Getting a lei at a Hawaiian Luau on the Big Island in Hawaii.
If there is one thing that an adolescent addiction to family sitcoms had taught me (and, lets face it, it taught me many things), it is that in Hawaii they hand out leis like they’re going out of style. You arrive at the airport: you get a lei. You arrive at your hotel: you get a lei. You attend a luau on some deserted potato chip of an island: you get a lei. I was pretty sure they gave you one every time you left the bathroom.
The Bradys got leis. The Seavers got leis. The Tanners got leis.
Leis. Leis. Leis.
So I could only assume that I would leave Hawaii dripping in flower necklaces. Just like Marcia and Carol and DJ. I could only assume.
But, let me tell you, in reality, Hawaii makes you work for those leis. And by work, I mean pay.
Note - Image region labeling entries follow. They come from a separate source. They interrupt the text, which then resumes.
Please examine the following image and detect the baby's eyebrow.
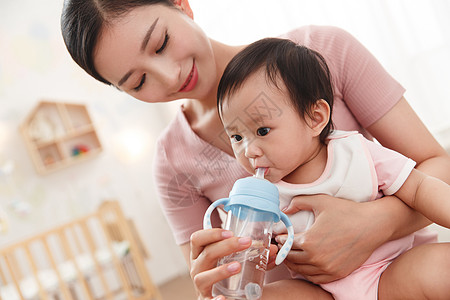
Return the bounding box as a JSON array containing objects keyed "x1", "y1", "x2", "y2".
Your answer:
[{"x1": 225, "y1": 125, "x2": 237, "y2": 131}]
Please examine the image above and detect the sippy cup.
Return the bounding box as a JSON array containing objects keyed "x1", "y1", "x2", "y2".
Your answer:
[{"x1": 203, "y1": 168, "x2": 294, "y2": 300}]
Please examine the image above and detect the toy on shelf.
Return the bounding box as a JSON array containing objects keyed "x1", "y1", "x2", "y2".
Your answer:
[{"x1": 20, "y1": 101, "x2": 102, "y2": 174}]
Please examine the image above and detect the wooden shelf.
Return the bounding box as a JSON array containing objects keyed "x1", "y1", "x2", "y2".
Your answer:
[{"x1": 20, "y1": 101, "x2": 103, "y2": 174}]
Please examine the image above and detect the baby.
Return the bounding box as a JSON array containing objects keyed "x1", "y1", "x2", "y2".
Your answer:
[{"x1": 217, "y1": 38, "x2": 450, "y2": 299}]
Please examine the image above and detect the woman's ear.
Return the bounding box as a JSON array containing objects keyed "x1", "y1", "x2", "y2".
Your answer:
[
  {"x1": 173, "y1": 0, "x2": 194, "y2": 20},
  {"x1": 309, "y1": 99, "x2": 330, "y2": 136}
]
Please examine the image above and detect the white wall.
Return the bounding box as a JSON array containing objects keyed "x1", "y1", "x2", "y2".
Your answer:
[{"x1": 0, "y1": 0, "x2": 450, "y2": 283}]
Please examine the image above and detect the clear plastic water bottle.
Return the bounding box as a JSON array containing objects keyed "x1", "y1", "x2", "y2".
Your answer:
[{"x1": 203, "y1": 170, "x2": 294, "y2": 300}]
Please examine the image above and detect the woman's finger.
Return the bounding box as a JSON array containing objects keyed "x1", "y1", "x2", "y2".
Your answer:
[
  {"x1": 191, "y1": 237, "x2": 251, "y2": 278},
  {"x1": 190, "y1": 228, "x2": 233, "y2": 260},
  {"x1": 192, "y1": 262, "x2": 241, "y2": 297}
]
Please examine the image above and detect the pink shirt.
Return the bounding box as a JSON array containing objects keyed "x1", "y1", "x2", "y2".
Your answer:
[{"x1": 153, "y1": 26, "x2": 405, "y2": 244}]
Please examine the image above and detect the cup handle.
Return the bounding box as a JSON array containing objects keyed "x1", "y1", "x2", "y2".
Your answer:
[
  {"x1": 275, "y1": 212, "x2": 294, "y2": 265},
  {"x1": 203, "y1": 198, "x2": 230, "y2": 229}
]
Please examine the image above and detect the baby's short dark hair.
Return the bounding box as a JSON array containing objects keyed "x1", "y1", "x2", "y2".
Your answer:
[{"x1": 217, "y1": 38, "x2": 333, "y2": 142}]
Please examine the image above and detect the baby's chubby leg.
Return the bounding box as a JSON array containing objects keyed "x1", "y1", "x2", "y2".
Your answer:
[
  {"x1": 261, "y1": 279, "x2": 334, "y2": 300},
  {"x1": 378, "y1": 243, "x2": 450, "y2": 300}
]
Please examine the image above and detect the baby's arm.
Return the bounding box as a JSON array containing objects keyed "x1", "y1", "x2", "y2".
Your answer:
[
  {"x1": 261, "y1": 279, "x2": 333, "y2": 300},
  {"x1": 395, "y1": 169, "x2": 450, "y2": 228}
]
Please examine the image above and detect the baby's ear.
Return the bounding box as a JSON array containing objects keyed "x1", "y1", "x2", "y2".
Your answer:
[
  {"x1": 310, "y1": 99, "x2": 330, "y2": 136},
  {"x1": 172, "y1": 0, "x2": 194, "y2": 19}
]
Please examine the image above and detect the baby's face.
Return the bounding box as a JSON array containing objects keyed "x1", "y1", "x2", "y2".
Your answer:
[{"x1": 221, "y1": 71, "x2": 317, "y2": 182}]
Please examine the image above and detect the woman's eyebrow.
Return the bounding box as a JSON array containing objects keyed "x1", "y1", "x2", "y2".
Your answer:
[
  {"x1": 117, "y1": 18, "x2": 159, "y2": 86},
  {"x1": 141, "y1": 18, "x2": 159, "y2": 52}
]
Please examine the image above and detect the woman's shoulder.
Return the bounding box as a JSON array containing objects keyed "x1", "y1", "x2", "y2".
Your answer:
[{"x1": 281, "y1": 25, "x2": 355, "y2": 48}]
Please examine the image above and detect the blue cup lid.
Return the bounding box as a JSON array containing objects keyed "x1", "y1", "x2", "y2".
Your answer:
[{"x1": 224, "y1": 177, "x2": 280, "y2": 222}]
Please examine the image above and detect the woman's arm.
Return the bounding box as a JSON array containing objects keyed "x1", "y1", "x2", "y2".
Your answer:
[
  {"x1": 395, "y1": 169, "x2": 450, "y2": 228},
  {"x1": 279, "y1": 98, "x2": 450, "y2": 283}
]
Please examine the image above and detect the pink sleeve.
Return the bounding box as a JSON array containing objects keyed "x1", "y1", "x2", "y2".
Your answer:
[
  {"x1": 287, "y1": 26, "x2": 405, "y2": 131},
  {"x1": 364, "y1": 139, "x2": 416, "y2": 195},
  {"x1": 153, "y1": 137, "x2": 221, "y2": 245}
]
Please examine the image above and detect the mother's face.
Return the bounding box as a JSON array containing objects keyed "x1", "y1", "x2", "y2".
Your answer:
[{"x1": 94, "y1": 5, "x2": 217, "y2": 102}]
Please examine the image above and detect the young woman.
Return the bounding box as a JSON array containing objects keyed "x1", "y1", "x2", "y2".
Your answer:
[{"x1": 62, "y1": 0, "x2": 450, "y2": 299}]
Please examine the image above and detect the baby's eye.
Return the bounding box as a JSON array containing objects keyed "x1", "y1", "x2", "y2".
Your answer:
[
  {"x1": 231, "y1": 134, "x2": 242, "y2": 143},
  {"x1": 256, "y1": 127, "x2": 270, "y2": 136},
  {"x1": 133, "y1": 73, "x2": 146, "y2": 92}
]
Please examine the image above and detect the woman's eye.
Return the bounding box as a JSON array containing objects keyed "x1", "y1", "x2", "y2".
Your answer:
[
  {"x1": 133, "y1": 73, "x2": 146, "y2": 92},
  {"x1": 156, "y1": 32, "x2": 169, "y2": 54},
  {"x1": 231, "y1": 134, "x2": 242, "y2": 143},
  {"x1": 256, "y1": 127, "x2": 270, "y2": 136}
]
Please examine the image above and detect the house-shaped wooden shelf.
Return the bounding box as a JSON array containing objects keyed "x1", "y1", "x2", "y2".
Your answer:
[{"x1": 20, "y1": 101, "x2": 102, "y2": 174}]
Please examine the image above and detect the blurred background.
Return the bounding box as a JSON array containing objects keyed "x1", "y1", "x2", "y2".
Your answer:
[{"x1": 0, "y1": 0, "x2": 450, "y2": 290}]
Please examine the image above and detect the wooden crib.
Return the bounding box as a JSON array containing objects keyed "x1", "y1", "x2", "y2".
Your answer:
[{"x1": 0, "y1": 201, "x2": 162, "y2": 300}]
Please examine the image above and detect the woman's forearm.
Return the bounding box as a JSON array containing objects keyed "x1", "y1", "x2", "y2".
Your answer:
[{"x1": 371, "y1": 196, "x2": 431, "y2": 244}]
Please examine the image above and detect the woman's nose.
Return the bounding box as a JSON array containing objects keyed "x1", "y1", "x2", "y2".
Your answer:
[{"x1": 152, "y1": 58, "x2": 183, "y2": 92}]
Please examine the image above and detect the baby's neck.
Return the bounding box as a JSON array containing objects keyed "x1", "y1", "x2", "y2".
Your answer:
[{"x1": 283, "y1": 143, "x2": 328, "y2": 184}]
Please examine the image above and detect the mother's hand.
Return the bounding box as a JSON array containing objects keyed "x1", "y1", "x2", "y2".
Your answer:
[
  {"x1": 190, "y1": 228, "x2": 276, "y2": 299},
  {"x1": 277, "y1": 195, "x2": 387, "y2": 284}
]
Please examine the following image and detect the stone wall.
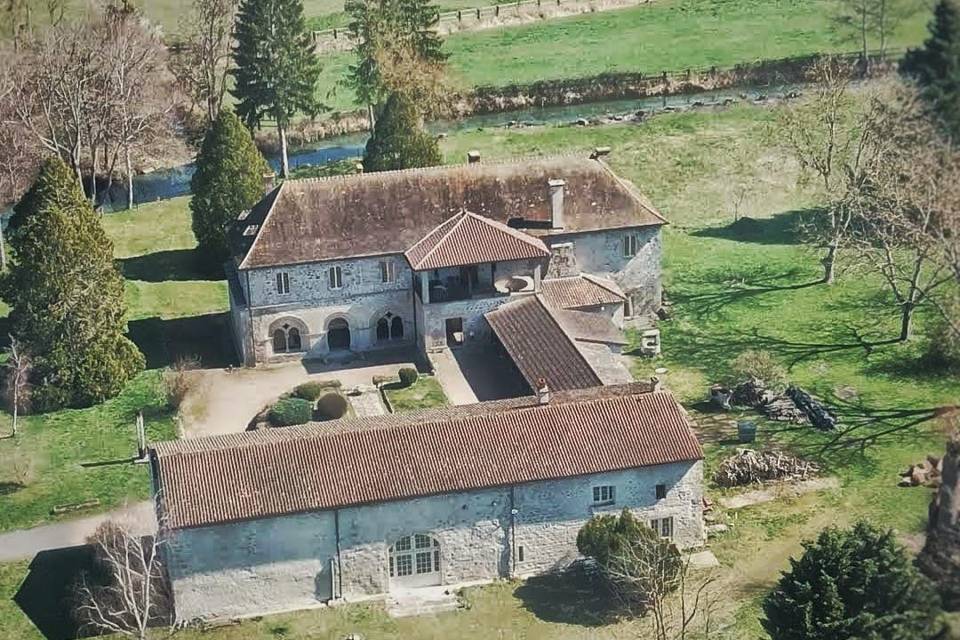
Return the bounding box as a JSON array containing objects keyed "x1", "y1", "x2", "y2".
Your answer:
[
  {"x1": 166, "y1": 462, "x2": 705, "y2": 620},
  {"x1": 546, "y1": 227, "x2": 662, "y2": 316}
]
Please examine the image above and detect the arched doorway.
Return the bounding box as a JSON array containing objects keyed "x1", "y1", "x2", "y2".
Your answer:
[
  {"x1": 327, "y1": 318, "x2": 350, "y2": 351},
  {"x1": 390, "y1": 533, "x2": 442, "y2": 587}
]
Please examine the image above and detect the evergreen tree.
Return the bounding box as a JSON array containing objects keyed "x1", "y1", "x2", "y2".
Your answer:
[
  {"x1": 344, "y1": 0, "x2": 448, "y2": 107},
  {"x1": 363, "y1": 93, "x2": 441, "y2": 171},
  {"x1": 190, "y1": 109, "x2": 270, "y2": 265},
  {"x1": 760, "y1": 522, "x2": 939, "y2": 640},
  {"x1": 2, "y1": 158, "x2": 144, "y2": 410},
  {"x1": 231, "y1": 0, "x2": 323, "y2": 178},
  {"x1": 901, "y1": 0, "x2": 960, "y2": 140}
]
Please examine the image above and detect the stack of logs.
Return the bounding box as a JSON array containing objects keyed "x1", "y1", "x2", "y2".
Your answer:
[
  {"x1": 713, "y1": 449, "x2": 820, "y2": 487},
  {"x1": 898, "y1": 456, "x2": 943, "y2": 489}
]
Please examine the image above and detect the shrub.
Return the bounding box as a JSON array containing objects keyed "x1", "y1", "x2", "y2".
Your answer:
[
  {"x1": 760, "y1": 522, "x2": 939, "y2": 640},
  {"x1": 270, "y1": 398, "x2": 313, "y2": 427},
  {"x1": 399, "y1": 367, "x2": 420, "y2": 387},
  {"x1": 317, "y1": 393, "x2": 349, "y2": 420},
  {"x1": 293, "y1": 380, "x2": 341, "y2": 402},
  {"x1": 730, "y1": 349, "x2": 787, "y2": 391}
]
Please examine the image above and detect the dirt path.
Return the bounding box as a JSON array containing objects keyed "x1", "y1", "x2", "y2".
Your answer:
[{"x1": 181, "y1": 361, "x2": 413, "y2": 438}]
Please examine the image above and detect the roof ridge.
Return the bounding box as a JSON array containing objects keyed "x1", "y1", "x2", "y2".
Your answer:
[{"x1": 281, "y1": 149, "x2": 602, "y2": 184}]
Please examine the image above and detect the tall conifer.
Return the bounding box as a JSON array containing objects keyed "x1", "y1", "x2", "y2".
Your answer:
[
  {"x1": 2, "y1": 158, "x2": 144, "y2": 410},
  {"x1": 190, "y1": 109, "x2": 269, "y2": 265},
  {"x1": 902, "y1": 0, "x2": 960, "y2": 141},
  {"x1": 231, "y1": 0, "x2": 323, "y2": 178}
]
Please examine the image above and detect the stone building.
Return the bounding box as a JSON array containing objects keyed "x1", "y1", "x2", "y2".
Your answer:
[
  {"x1": 228, "y1": 156, "x2": 665, "y2": 365},
  {"x1": 150, "y1": 383, "x2": 705, "y2": 620}
]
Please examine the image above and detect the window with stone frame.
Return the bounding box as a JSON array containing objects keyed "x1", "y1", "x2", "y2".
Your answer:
[
  {"x1": 622, "y1": 233, "x2": 640, "y2": 258},
  {"x1": 277, "y1": 271, "x2": 290, "y2": 295},
  {"x1": 380, "y1": 260, "x2": 397, "y2": 284},
  {"x1": 328, "y1": 267, "x2": 343, "y2": 289},
  {"x1": 593, "y1": 484, "x2": 616, "y2": 505},
  {"x1": 650, "y1": 517, "x2": 673, "y2": 540}
]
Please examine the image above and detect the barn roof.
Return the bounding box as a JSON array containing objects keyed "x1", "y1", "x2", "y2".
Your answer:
[
  {"x1": 230, "y1": 156, "x2": 665, "y2": 269},
  {"x1": 151, "y1": 383, "x2": 703, "y2": 529}
]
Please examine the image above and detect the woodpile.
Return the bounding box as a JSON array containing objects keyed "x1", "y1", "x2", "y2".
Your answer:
[
  {"x1": 713, "y1": 449, "x2": 820, "y2": 487},
  {"x1": 898, "y1": 456, "x2": 943, "y2": 489}
]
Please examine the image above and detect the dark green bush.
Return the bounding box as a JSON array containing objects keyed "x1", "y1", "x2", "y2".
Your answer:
[
  {"x1": 400, "y1": 367, "x2": 420, "y2": 387},
  {"x1": 317, "y1": 393, "x2": 349, "y2": 420},
  {"x1": 293, "y1": 380, "x2": 341, "y2": 402},
  {"x1": 270, "y1": 398, "x2": 313, "y2": 427}
]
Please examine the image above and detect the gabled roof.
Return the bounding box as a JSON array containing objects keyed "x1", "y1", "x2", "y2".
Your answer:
[
  {"x1": 151, "y1": 384, "x2": 703, "y2": 529},
  {"x1": 484, "y1": 295, "x2": 603, "y2": 391},
  {"x1": 542, "y1": 273, "x2": 626, "y2": 309},
  {"x1": 231, "y1": 156, "x2": 666, "y2": 269},
  {"x1": 404, "y1": 211, "x2": 550, "y2": 271}
]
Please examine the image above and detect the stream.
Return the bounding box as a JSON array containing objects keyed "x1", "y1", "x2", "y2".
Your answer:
[{"x1": 103, "y1": 85, "x2": 797, "y2": 211}]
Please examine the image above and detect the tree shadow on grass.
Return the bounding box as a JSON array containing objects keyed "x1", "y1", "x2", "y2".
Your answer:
[
  {"x1": 13, "y1": 545, "x2": 94, "y2": 640},
  {"x1": 514, "y1": 562, "x2": 617, "y2": 627},
  {"x1": 117, "y1": 249, "x2": 224, "y2": 282},
  {"x1": 128, "y1": 313, "x2": 239, "y2": 369},
  {"x1": 691, "y1": 208, "x2": 821, "y2": 245}
]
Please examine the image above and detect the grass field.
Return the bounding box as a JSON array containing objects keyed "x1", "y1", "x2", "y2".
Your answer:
[
  {"x1": 384, "y1": 376, "x2": 449, "y2": 413},
  {"x1": 0, "y1": 96, "x2": 960, "y2": 640},
  {"x1": 318, "y1": 0, "x2": 929, "y2": 110}
]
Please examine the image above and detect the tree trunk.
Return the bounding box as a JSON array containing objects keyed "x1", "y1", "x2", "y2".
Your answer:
[
  {"x1": 820, "y1": 243, "x2": 837, "y2": 284},
  {"x1": 124, "y1": 147, "x2": 133, "y2": 209},
  {"x1": 277, "y1": 123, "x2": 290, "y2": 180}
]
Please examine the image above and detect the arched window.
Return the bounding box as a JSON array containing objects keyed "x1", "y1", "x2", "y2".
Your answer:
[
  {"x1": 271, "y1": 322, "x2": 303, "y2": 353},
  {"x1": 390, "y1": 316, "x2": 403, "y2": 340},
  {"x1": 390, "y1": 533, "x2": 440, "y2": 586}
]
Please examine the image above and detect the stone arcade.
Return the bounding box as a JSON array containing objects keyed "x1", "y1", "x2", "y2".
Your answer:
[
  {"x1": 150, "y1": 383, "x2": 705, "y2": 620},
  {"x1": 228, "y1": 156, "x2": 665, "y2": 366}
]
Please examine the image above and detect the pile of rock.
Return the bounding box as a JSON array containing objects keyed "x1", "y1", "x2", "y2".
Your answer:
[
  {"x1": 710, "y1": 378, "x2": 839, "y2": 431},
  {"x1": 898, "y1": 456, "x2": 943, "y2": 489},
  {"x1": 713, "y1": 449, "x2": 820, "y2": 487}
]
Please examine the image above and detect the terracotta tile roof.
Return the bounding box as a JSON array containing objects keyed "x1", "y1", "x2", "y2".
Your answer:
[
  {"x1": 542, "y1": 274, "x2": 626, "y2": 309},
  {"x1": 484, "y1": 295, "x2": 603, "y2": 391},
  {"x1": 553, "y1": 309, "x2": 630, "y2": 345},
  {"x1": 151, "y1": 384, "x2": 703, "y2": 529},
  {"x1": 231, "y1": 156, "x2": 665, "y2": 269},
  {"x1": 404, "y1": 211, "x2": 550, "y2": 271}
]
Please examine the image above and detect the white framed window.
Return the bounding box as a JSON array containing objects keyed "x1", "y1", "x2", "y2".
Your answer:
[
  {"x1": 277, "y1": 271, "x2": 290, "y2": 296},
  {"x1": 327, "y1": 267, "x2": 343, "y2": 289},
  {"x1": 380, "y1": 260, "x2": 397, "y2": 282},
  {"x1": 650, "y1": 517, "x2": 673, "y2": 540},
  {"x1": 593, "y1": 484, "x2": 616, "y2": 505}
]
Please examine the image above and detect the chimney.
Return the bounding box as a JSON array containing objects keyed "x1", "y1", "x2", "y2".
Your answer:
[
  {"x1": 548, "y1": 180, "x2": 567, "y2": 229},
  {"x1": 537, "y1": 378, "x2": 550, "y2": 404},
  {"x1": 263, "y1": 171, "x2": 277, "y2": 194}
]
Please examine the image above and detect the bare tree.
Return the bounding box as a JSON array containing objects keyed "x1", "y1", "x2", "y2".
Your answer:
[
  {"x1": 170, "y1": 0, "x2": 238, "y2": 123},
  {"x1": 777, "y1": 57, "x2": 863, "y2": 284},
  {"x1": 3, "y1": 336, "x2": 33, "y2": 438},
  {"x1": 843, "y1": 85, "x2": 960, "y2": 341},
  {"x1": 73, "y1": 522, "x2": 172, "y2": 639}
]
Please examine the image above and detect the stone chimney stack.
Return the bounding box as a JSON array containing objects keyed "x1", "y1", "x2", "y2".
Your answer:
[
  {"x1": 537, "y1": 378, "x2": 550, "y2": 404},
  {"x1": 548, "y1": 180, "x2": 567, "y2": 229},
  {"x1": 263, "y1": 171, "x2": 277, "y2": 194}
]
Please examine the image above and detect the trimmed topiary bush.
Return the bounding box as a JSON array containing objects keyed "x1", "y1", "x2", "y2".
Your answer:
[
  {"x1": 399, "y1": 367, "x2": 420, "y2": 387},
  {"x1": 293, "y1": 380, "x2": 341, "y2": 402},
  {"x1": 317, "y1": 393, "x2": 349, "y2": 420},
  {"x1": 270, "y1": 398, "x2": 313, "y2": 427}
]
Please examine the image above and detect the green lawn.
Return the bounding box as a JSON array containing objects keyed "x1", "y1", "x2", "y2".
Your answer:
[
  {"x1": 383, "y1": 376, "x2": 449, "y2": 413},
  {"x1": 319, "y1": 0, "x2": 929, "y2": 110},
  {"x1": 0, "y1": 372, "x2": 176, "y2": 531}
]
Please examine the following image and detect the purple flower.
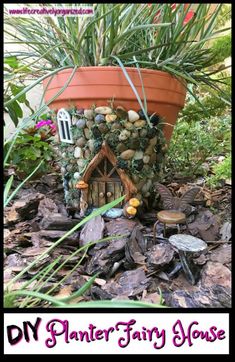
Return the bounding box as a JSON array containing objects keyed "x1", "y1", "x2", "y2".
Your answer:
[{"x1": 35, "y1": 119, "x2": 52, "y2": 128}]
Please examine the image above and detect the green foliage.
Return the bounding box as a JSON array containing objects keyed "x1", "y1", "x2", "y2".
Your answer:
[
  {"x1": 166, "y1": 116, "x2": 231, "y2": 176},
  {"x1": 206, "y1": 154, "x2": 232, "y2": 188},
  {"x1": 5, "y1": 129, "x2": 54, "y2": 178},
  {"x1": 4, "y1": 56, "x2": 33, "y2": 126},
  {"x1": 5, "y1": 3, "x2": 230, "y2": 94},
  {"x1": 211, "y1": 33, "x2": 232, "y2": 64},
  {"x1": 215, "y1": 4, "x2": 232, "y2": 30}
]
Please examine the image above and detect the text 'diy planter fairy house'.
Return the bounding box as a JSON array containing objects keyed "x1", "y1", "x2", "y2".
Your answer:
[{"x1": 57, "y1": 106, "x2": 166, "y2": 215}]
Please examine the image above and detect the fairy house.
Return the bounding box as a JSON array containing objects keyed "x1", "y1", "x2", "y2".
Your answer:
[{"x1": 57, "y1": 107, "x2": 164, "y2": 213}]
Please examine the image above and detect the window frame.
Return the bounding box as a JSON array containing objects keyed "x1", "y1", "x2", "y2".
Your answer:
[{"x1": 56, "y1": 108, "x2": 74, "y2": 144}]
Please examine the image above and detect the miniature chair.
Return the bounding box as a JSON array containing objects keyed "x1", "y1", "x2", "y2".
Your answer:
[{"x1": 153, "y1": 210, "x2": 188, "y2": 241}]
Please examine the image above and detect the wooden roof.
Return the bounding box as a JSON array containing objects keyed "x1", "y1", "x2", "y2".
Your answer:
[{"x1": 83, "y1": 141, "x2": 137, "y2": 200}]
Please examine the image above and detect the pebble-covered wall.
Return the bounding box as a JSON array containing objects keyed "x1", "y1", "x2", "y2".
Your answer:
[{"x1": 56, "y1": 106, "x2": 167, "y2": 210}]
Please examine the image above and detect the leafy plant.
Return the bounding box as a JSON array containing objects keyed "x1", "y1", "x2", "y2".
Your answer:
[
  {"x1": 166, "y1": 116, "x2": 231, "y2": 176},
  {"x1": 4, "y1": 55, "x2": 34, "y2": 126},
  {"x1": 5, "y1": 3, "x2": 230, "y2": 100},
  {"x1": 5, "y1": 120, "x2": 55, "y2": 177},
  {"x1": 206, "y1": 155, "x2": 232, "y2": 188}
]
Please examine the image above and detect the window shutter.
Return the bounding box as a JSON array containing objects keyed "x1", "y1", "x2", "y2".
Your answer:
[{"x1": 57, "y1": 108, "x2": 74, "y2": 143}]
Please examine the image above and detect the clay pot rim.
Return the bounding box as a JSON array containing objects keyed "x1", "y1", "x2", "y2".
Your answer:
[{"x1": 45, "y1": 65, "x2": 187, "y2": 85}]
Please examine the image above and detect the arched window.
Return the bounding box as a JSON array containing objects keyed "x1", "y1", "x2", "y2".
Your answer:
[{"x1": 57, "y1": 108, "x2": 73, "y2": 143}]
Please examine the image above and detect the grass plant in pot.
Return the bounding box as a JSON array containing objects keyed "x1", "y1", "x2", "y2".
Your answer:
[{"x1": 4, "y1": 4, "x2": 229, "y2": 215}]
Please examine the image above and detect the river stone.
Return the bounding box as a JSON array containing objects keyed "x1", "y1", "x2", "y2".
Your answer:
[
  {"x1": 76, "y1": 118, "x2": 86, "y2": 128},
  {"x1": 143, "y1": 155, "x2": 150, "y2": 164},
  {"x1": 116, "y1": 106, "x2": 128, "y2": 121},
  {"x1": 111, "y1": 122, "x2": 122, "y2": 131},
  {"x1": 169, "y1": 234, "x2": 207, "y2": 253},
  {"x1": 134, "y1": 151, "x2": 144, "y2": 160},
  {"x1": 95, "y1": 114, "x2": 105, "y2": 123},
  {"x1": 76, "y1": 137, "x2": 87, "y2": 147},
  {"x1": 128, "y1": 110, "x2": 140, "y2": 123},
  {"x1": 73, "y1": 172, "x2": 81, "y2": 180},
  {"x1": 77, "y1": 158, "x2": 86, "y2": 171},
  {"x1": 118, "y1": 129, "x2": 131, "y2": 141},
  {"x1": 134, "y1": 119, "x2": 146, "y2": 128},
  {"x1": 140, "y1": 128, "x2": 148, "y2": 137},
  {"x1": 86, "y1": 119, "x2": 95, "y2": 129},
  {"x1": 84, "y1": 109, "x2": 94, "y2": 119},
  {"x1": 74, "y1": 147, "x2": 82, "y2": 158},
  {"x1": 117, "y1": 143, "x2": 128, "y2": 153},
  {"x1": 87, "y1": 139, "x2": 95, "y2": 153},
  {"x1": 124, "y1": 122, "x2": 133, "y2": 130},
  {"x1": 120, "y1": 150, "x2": 135, "y2": 160},
  {"x1": 105, "y1": 114, "x2": 117, "y2": 123},
  {"x1": 84, "y1": 128, "x2": 90, "y2": 140},
  {"x1": 95, "y1": 106, "x2": 112, "y2": 114},
  {"x1": 72, "y1": 116, "x2": 78, "y2": 126}
]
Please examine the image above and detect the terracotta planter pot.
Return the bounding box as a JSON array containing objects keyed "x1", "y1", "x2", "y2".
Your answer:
[{"x1": 43, "y1": 67, "x2": 186, "y2": 141}]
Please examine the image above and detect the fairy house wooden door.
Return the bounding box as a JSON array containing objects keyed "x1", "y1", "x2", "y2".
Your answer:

Not once did a grass-skirt clad committee welcome me to the island with a wreath of plumerias. But I could have bought one. For myself. They sold them at the airports. And at the farmers markets. And at the ABC convenience stores. For kind of ridiculous prices. I mean, I suppose a hula girl might have given me one if I stayed at one of those $350 a night resorts. Or if I was Tiger Woods. Or Maureen McCormick. Or something. But if you’re staying at Uncle Billy’s, you’re out of luck.
Finally, though, on my third night in Hawaii, a sarong-clad woman welcomed me to Jen’s birthday-night luau (because, come on, you can’t go to Hawaii without going to a luau – it’s another thing those sitcoms taught me) with a lei…made of shells. Not flowers. But, I suppose, you take what you can get.
Next time, though, Hawaii — I plan to get lei’d like a Hawaiian whore.
Preferably on one of those islands that actually has beaches.
Get lei’d in Hawaii was number 101 on my life list.